Gobbi Alberto, Lee Man-Ling
Anadys Pharmaceuticals Inc., San Diego, California 92121, USA.
J Chem Inf Comput Sci. 2003 Jan-Feb;43(1):317-23. doi: 10.1021/ci025554v.
The Sphere Exclusion algorithm is a well-known algorithm used to select diverse subsets from chemical-compound libraries or collections.

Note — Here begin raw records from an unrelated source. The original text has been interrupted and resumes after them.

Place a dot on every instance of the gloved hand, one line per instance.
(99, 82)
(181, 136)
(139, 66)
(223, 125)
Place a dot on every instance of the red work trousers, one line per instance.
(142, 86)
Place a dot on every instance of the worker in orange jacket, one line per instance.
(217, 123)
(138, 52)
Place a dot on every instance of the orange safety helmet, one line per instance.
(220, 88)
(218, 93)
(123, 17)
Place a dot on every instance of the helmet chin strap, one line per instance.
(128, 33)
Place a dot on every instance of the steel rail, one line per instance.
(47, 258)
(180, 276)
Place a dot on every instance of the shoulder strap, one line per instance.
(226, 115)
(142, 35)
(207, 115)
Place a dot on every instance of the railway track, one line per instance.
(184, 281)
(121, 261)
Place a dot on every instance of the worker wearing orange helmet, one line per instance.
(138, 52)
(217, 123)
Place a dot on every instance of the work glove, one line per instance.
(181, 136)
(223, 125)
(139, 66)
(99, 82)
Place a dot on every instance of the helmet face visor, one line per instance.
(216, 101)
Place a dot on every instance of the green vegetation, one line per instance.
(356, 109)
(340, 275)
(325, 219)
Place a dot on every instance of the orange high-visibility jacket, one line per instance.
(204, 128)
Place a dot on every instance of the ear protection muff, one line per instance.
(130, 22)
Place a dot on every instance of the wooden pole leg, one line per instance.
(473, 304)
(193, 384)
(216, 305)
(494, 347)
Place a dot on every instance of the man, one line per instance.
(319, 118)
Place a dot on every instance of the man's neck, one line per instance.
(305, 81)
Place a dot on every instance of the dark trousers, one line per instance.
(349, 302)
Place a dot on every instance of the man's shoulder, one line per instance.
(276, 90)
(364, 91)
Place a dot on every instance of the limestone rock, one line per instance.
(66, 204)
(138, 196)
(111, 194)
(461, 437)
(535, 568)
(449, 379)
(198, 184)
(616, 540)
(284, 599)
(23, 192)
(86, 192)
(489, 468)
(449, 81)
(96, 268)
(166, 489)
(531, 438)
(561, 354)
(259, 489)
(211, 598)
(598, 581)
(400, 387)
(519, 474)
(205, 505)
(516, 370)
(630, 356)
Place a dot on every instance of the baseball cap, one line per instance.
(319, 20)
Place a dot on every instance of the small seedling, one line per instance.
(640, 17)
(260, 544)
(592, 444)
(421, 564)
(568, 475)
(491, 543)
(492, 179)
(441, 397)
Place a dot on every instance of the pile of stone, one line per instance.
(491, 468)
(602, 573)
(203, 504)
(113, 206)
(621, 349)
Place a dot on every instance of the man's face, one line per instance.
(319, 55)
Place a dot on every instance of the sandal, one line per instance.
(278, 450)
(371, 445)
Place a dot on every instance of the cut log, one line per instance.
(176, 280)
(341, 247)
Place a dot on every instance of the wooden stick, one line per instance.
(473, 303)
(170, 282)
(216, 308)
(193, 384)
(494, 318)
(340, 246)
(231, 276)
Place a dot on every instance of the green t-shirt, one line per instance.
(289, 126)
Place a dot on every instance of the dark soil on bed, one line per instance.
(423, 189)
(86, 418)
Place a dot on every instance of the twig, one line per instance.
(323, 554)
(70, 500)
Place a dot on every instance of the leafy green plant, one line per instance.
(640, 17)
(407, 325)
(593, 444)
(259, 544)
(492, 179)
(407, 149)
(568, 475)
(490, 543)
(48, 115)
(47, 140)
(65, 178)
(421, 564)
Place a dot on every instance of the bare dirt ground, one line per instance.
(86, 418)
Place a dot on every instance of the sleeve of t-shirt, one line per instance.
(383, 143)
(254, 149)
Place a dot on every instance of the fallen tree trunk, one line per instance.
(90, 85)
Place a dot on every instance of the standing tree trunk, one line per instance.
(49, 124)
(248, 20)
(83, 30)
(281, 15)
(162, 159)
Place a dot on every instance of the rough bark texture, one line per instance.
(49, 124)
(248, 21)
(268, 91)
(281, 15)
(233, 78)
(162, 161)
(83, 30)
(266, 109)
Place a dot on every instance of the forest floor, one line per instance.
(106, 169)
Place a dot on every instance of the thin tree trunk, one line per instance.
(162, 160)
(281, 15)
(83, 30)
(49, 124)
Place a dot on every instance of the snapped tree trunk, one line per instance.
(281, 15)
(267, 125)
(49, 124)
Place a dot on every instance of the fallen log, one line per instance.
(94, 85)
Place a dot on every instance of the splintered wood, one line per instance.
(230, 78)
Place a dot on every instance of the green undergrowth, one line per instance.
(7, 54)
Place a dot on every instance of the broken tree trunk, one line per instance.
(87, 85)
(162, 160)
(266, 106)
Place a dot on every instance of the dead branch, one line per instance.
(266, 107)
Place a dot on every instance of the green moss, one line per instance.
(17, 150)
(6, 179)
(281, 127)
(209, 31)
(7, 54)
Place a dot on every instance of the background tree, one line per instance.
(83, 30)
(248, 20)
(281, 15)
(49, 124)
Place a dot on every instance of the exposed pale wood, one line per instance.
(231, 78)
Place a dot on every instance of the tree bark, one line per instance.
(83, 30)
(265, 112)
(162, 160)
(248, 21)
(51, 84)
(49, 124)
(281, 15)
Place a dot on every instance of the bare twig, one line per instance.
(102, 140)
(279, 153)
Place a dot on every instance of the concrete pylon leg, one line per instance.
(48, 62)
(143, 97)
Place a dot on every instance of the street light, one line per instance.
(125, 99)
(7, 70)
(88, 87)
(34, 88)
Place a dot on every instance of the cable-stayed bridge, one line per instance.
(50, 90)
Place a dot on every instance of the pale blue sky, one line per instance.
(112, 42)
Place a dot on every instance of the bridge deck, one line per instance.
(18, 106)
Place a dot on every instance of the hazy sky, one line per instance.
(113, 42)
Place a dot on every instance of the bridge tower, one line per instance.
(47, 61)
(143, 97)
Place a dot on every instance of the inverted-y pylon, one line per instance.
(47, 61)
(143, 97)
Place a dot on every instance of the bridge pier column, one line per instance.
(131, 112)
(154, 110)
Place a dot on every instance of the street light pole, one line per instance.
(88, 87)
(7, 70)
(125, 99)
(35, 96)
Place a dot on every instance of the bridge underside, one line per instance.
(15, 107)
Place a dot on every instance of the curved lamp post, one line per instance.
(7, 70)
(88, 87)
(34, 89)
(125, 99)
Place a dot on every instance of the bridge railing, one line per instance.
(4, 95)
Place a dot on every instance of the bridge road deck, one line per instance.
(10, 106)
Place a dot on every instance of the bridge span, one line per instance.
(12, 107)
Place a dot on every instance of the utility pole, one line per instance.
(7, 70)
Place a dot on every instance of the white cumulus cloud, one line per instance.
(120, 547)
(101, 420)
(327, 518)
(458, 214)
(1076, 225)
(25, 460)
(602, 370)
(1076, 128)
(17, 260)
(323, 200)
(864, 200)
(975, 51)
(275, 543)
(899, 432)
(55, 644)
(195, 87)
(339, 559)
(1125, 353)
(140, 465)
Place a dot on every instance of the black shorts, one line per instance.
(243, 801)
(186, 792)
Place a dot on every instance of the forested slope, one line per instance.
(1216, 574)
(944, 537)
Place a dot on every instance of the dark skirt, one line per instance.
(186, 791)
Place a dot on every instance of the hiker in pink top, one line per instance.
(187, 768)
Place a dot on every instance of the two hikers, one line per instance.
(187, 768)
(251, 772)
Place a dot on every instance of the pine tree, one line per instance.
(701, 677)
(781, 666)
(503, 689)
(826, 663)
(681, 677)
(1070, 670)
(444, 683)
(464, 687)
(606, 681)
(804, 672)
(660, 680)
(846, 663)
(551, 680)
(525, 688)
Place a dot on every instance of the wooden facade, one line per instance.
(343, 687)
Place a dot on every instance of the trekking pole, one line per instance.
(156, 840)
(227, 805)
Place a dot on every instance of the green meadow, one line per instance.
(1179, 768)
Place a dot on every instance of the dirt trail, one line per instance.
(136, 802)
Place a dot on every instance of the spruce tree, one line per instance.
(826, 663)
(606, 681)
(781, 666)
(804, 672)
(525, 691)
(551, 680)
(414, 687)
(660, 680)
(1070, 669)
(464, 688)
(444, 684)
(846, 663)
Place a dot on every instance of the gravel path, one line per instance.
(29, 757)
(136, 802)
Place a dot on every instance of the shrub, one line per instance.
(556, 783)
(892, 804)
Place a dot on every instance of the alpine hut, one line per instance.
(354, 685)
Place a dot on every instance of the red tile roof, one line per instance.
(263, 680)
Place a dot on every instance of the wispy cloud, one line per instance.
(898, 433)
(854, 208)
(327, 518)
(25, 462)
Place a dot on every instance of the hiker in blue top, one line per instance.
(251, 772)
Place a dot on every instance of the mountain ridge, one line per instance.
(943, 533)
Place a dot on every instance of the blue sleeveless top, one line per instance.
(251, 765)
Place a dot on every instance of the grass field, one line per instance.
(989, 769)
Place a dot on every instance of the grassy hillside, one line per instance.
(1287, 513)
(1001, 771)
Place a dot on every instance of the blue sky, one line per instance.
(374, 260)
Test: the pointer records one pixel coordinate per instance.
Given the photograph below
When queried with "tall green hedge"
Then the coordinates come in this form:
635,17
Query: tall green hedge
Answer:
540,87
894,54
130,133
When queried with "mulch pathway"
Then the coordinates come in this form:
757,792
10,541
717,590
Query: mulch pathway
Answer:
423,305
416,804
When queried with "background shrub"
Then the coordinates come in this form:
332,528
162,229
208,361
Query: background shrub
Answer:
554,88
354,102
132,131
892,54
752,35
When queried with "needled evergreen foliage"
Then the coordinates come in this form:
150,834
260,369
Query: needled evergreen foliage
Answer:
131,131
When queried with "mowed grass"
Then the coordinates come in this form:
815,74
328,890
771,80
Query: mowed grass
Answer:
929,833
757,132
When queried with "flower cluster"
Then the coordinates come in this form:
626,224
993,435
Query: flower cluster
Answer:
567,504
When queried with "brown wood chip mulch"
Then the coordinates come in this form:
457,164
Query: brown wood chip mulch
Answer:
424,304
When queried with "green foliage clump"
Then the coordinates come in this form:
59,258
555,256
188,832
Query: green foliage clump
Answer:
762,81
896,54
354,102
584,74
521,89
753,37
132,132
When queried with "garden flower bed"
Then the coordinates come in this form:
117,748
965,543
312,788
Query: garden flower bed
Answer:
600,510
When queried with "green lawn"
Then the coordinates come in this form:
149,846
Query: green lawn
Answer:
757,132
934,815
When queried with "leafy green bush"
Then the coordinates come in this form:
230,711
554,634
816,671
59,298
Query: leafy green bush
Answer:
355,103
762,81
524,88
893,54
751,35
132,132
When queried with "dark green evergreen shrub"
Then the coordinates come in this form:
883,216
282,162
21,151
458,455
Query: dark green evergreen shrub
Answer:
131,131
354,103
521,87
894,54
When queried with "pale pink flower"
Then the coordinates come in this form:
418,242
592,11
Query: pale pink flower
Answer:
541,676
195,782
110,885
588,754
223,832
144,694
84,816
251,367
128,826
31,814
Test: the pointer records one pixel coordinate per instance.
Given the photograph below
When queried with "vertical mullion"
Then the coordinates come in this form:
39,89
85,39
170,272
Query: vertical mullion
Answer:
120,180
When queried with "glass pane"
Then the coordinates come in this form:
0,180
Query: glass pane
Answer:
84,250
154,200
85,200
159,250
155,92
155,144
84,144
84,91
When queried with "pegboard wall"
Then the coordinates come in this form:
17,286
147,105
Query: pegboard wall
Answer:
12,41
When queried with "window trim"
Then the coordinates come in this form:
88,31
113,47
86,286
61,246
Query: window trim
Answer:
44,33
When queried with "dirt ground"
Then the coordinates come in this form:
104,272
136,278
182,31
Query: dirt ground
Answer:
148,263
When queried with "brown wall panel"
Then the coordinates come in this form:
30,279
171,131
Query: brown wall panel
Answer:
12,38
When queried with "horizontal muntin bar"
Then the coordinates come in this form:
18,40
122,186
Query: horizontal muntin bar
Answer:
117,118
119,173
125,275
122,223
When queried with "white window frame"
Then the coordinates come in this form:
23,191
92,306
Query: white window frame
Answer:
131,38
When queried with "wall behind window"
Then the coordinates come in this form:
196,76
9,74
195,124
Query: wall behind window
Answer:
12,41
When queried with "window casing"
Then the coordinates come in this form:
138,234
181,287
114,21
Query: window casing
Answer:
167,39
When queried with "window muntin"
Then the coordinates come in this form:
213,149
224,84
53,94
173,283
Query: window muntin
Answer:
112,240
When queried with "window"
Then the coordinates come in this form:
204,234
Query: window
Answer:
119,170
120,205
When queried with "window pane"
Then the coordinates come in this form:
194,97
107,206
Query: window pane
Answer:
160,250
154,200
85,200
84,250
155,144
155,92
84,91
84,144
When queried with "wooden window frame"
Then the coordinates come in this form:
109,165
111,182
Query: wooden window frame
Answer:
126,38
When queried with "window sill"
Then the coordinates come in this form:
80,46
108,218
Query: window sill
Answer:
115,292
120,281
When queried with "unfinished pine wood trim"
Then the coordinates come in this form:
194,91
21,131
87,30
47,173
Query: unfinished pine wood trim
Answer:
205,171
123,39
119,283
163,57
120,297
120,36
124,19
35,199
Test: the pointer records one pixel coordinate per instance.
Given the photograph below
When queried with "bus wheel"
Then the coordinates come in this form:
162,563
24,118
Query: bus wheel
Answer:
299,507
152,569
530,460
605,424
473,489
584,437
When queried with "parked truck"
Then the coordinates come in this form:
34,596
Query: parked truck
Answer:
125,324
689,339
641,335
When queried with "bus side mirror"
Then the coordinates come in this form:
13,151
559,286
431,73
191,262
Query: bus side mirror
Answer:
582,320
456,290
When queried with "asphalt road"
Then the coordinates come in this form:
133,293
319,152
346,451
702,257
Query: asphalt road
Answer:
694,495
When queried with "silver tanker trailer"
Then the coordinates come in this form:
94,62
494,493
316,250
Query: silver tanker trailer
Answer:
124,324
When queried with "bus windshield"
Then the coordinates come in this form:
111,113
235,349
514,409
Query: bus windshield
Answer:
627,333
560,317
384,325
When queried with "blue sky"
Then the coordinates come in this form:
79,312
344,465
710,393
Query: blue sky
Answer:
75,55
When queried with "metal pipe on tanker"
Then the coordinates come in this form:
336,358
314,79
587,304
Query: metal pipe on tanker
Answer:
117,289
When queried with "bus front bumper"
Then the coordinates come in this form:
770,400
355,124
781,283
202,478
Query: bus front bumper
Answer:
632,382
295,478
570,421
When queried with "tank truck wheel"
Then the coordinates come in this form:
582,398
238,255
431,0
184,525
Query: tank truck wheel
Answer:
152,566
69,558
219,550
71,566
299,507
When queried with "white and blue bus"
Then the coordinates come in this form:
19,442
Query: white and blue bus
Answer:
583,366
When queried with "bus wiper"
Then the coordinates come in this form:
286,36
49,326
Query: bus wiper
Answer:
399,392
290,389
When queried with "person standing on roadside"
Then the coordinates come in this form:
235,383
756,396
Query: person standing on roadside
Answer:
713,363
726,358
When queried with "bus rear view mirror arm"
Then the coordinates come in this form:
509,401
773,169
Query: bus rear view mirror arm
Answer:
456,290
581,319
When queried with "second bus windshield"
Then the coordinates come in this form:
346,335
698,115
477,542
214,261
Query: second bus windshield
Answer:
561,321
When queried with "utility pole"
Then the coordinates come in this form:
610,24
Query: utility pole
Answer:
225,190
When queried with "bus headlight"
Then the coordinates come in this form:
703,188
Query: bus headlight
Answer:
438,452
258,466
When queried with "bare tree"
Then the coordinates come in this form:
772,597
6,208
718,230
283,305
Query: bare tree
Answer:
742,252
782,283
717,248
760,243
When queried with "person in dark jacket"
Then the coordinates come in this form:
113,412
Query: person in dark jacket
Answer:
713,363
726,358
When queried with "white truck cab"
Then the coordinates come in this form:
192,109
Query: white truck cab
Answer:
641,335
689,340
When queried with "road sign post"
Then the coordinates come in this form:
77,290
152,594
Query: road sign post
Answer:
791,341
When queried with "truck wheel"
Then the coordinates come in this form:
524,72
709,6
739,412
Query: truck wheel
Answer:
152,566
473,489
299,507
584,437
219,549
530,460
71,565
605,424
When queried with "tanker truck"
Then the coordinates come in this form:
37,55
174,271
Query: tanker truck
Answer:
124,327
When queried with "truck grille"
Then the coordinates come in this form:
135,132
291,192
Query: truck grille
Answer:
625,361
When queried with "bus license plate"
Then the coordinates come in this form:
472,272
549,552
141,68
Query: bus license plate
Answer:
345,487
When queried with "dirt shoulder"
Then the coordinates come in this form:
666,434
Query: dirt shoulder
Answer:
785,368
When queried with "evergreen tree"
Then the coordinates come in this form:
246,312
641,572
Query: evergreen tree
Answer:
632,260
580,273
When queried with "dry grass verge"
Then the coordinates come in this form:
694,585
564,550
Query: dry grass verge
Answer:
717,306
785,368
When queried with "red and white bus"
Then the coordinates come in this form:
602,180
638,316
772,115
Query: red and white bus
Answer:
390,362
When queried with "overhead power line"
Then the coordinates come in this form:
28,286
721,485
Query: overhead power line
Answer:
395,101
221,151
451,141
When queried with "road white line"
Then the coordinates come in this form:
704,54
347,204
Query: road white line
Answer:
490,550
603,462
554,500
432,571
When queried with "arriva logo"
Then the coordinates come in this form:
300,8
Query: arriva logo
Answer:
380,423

It can be applied with any given distance measure between two structures. It is popular because of the intuitive geometrical interpretation of the method and its good performance on large data sets. This paper describes Directed Sphere Exclusion (DISE), a modification of the Sphere Exclusion algorithm, which retains all positive properties of the Sphere Exclusion algorithm but generates a more even distribution of the selected compounds in the chemical space. In addition, the computational requirement is significantly reduced, thus it can be applied to very large data sets.
球体排除算法是一种用于从化合物库或集合中选择多样子集的著名算法。它可以与任意给定的两个结构之间的距离度量一起使用。该方法因直观的几何解释及其在大数据集上的良好性能而广受欢迎。本文描述了定向球体排除算法(DISE),它是球体排除算法的一种改进,保留了球体排除算法的所有优点,但在化学空间中所选化合物的分布更加均匀。此外,计算需求显著降低,因此可应用于非常大的数据集。